Baaken pipeline protestors.

Baaken pipeline protestors.

More than 80 people who oppose the Iowa route for the proposed Bakken oil pipeline protested outside the Iowa Utility Board’s offices today.

Iowa Citizens for Community Improvement organized the demonstration and brought a box full of letters with them.

“We have over a thousand objections to deliver to the Utilities Board to send a strong message to those board members that Iowans won’t stand for this proposal,” said Nathan Malachowski, an organizer with the group.

Mary Clarke of Norwalk used the group’s bullhorn to say oil is destroying the planet.

“I’m against the pipeline because it’s going to leak. It’s going to destroy our Iowa soil,” she said. “It’s going to destroy and pollute Iowa water and water downstream.”

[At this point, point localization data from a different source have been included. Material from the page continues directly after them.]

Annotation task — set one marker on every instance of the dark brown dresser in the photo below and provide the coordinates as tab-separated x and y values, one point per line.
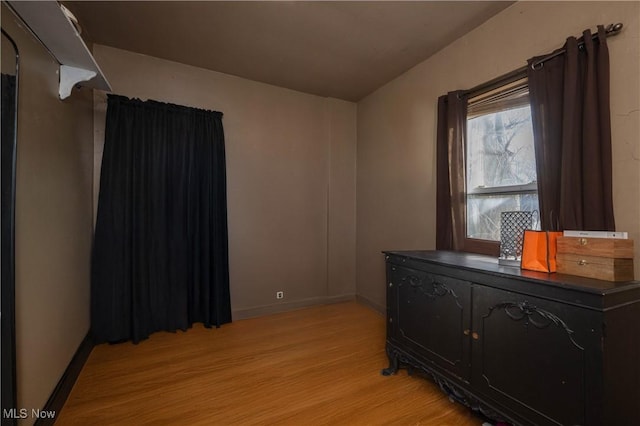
523	347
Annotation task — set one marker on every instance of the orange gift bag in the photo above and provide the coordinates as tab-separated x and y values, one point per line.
539	250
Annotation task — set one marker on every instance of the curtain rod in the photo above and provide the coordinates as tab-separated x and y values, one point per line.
515	75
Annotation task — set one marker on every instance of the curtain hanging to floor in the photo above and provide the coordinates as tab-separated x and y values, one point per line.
160	256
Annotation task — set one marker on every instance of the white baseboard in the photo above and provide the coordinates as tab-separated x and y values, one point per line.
275	308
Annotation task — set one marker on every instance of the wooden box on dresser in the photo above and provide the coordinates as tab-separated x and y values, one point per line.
523	347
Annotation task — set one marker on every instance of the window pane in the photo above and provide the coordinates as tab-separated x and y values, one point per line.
500	149
483	212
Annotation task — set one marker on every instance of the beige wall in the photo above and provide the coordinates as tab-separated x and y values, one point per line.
290	177
53	221
396	124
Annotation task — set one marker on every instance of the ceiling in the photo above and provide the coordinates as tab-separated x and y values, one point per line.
344	50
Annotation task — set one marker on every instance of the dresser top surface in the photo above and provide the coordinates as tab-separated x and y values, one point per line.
488	264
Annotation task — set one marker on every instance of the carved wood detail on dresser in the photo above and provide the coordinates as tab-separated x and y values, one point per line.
519	346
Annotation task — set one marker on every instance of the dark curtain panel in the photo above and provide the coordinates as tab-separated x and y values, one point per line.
8	287
572	136
450	171
160	258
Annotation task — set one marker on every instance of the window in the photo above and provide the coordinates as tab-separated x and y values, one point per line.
500	160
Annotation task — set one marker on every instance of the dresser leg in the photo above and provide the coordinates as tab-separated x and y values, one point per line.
393	364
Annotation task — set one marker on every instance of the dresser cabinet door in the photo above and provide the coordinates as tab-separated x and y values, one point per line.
432	318
532	355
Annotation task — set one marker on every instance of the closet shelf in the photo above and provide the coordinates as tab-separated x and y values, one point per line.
55	30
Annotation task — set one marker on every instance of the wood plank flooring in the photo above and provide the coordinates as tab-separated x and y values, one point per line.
314	366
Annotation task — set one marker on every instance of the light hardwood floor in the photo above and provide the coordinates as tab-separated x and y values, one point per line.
314	366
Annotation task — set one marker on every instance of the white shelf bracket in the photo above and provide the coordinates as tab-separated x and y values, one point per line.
70	76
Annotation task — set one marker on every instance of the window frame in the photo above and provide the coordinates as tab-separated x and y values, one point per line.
496	100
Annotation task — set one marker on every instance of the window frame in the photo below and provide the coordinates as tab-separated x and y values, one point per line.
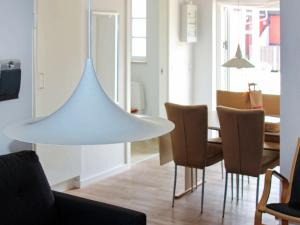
139	59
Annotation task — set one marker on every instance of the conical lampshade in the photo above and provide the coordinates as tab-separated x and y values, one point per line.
238	61
89	117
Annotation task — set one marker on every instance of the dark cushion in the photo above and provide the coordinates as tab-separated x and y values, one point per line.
79	211
285	209
25	195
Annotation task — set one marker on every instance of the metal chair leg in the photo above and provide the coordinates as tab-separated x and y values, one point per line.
242	186
202	194
237	187
232	187
174	187
192	180
222	169
257	190
225	194
196	177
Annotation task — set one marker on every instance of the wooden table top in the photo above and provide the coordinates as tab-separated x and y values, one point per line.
214	124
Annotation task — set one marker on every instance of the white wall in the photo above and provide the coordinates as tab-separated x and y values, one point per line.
59	60
148	73
180	59
290	81
204	54
16	22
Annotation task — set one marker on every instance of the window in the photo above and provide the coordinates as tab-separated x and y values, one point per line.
139	30
258	33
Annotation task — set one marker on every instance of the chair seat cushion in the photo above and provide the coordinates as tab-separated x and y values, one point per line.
270	160
214	153
284	209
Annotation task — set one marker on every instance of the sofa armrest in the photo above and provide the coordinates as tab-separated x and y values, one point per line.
79	211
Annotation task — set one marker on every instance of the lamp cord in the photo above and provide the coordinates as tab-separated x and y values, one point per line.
89	29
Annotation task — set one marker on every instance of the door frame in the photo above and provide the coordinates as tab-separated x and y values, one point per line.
163	64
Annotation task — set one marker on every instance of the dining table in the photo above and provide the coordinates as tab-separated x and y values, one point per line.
214	125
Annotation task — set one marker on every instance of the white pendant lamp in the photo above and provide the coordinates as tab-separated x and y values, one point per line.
89	117
238	61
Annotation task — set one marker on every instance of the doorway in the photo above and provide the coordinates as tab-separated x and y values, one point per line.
149	67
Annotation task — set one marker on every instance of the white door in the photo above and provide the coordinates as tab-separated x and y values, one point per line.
163	55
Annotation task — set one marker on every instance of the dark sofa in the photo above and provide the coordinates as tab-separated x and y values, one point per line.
26	199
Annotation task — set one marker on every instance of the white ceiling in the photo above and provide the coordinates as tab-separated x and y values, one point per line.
257	3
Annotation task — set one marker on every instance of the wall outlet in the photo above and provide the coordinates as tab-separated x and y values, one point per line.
42	81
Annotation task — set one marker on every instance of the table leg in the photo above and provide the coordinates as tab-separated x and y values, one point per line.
187	183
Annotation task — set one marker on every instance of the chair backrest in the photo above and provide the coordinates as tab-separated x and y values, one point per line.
26	197
242	134
241	100
294	198
189	138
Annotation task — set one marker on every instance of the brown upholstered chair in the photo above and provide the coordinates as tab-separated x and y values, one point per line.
241	100
243	144
289	208
189	140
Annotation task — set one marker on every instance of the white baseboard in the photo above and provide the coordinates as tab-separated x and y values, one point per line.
65	186
80	183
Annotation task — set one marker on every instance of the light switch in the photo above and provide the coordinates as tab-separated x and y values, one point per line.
42	81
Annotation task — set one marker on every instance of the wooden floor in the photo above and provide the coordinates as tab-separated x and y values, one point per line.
147	187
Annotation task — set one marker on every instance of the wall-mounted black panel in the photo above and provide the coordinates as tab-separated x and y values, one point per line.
10	79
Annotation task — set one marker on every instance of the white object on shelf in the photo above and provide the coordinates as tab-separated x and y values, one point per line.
188	23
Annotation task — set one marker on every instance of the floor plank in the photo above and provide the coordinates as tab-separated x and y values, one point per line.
147	187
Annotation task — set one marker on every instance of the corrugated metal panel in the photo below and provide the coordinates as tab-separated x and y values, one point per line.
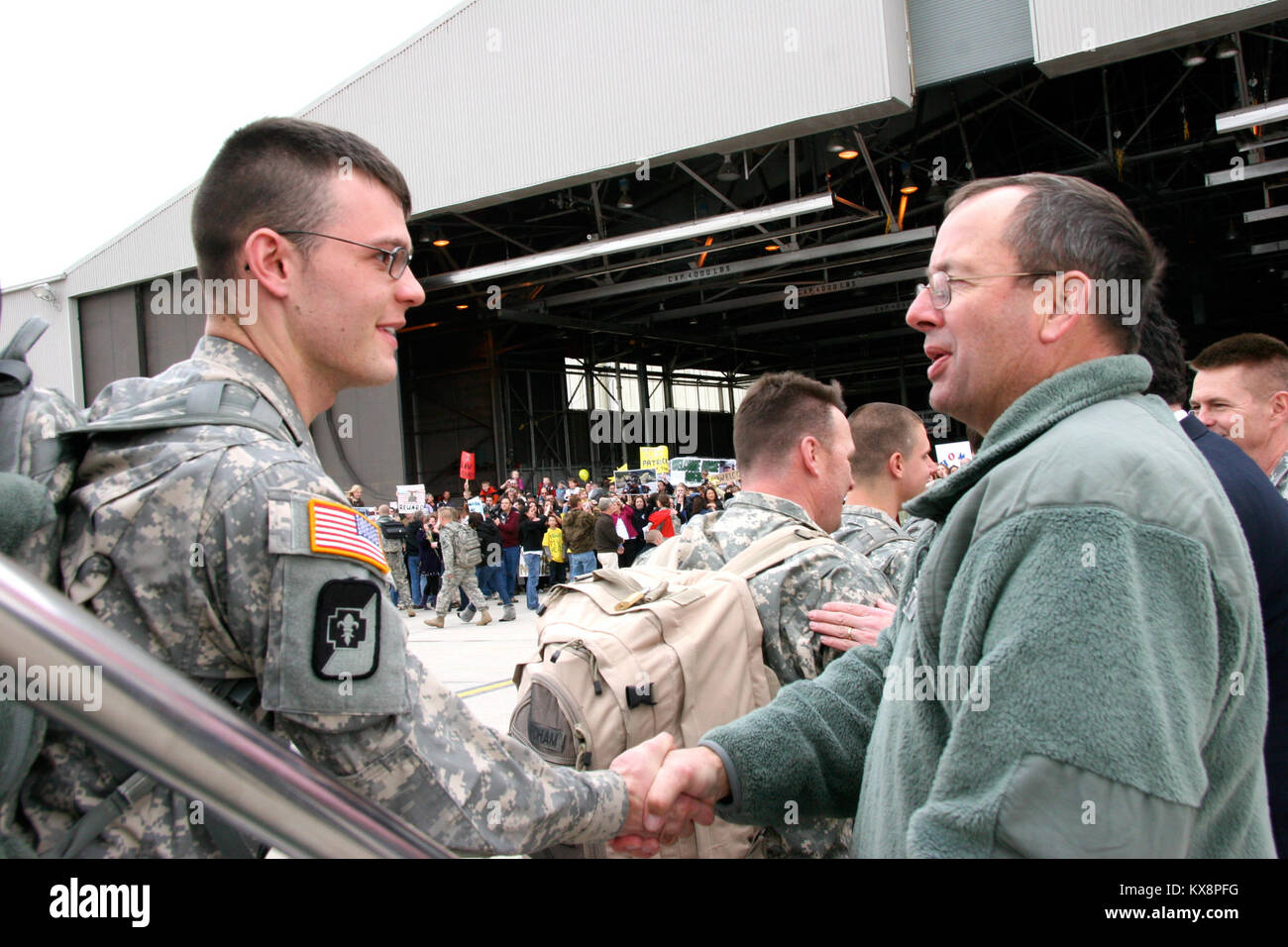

Kriss Wells of Davenport said the pipeline makes no sense.

“We’re not getting anything out of it,” he said. “The Texans are getting all the money and we’re taking all the risk.”

Dan Gannon, a farmer near Mingo, said if there’s a spill, the oil will wind up polluting the state’s groundwater supply.

“No amount of money will ever fix that,” he said.

The proposed pipeline would run diagonally through a 240-acre field on Gannon’s farm.

A handful of union members stood across the street from the demonstrators, holding signs in support of the project. They see it as a job creator. The proposed pipeline would ship oil from North Dakota to a refinery in Illinois. The Iowa Utilities Board is expected to decide in December or early January whether to allow the pipeline to be built through Iowa. Pipeline backers say the Texas-based company building the pipeline will pay nearly $30 million in property taxes in Iowa each year, plus another $60 million in compensation to affected landowners.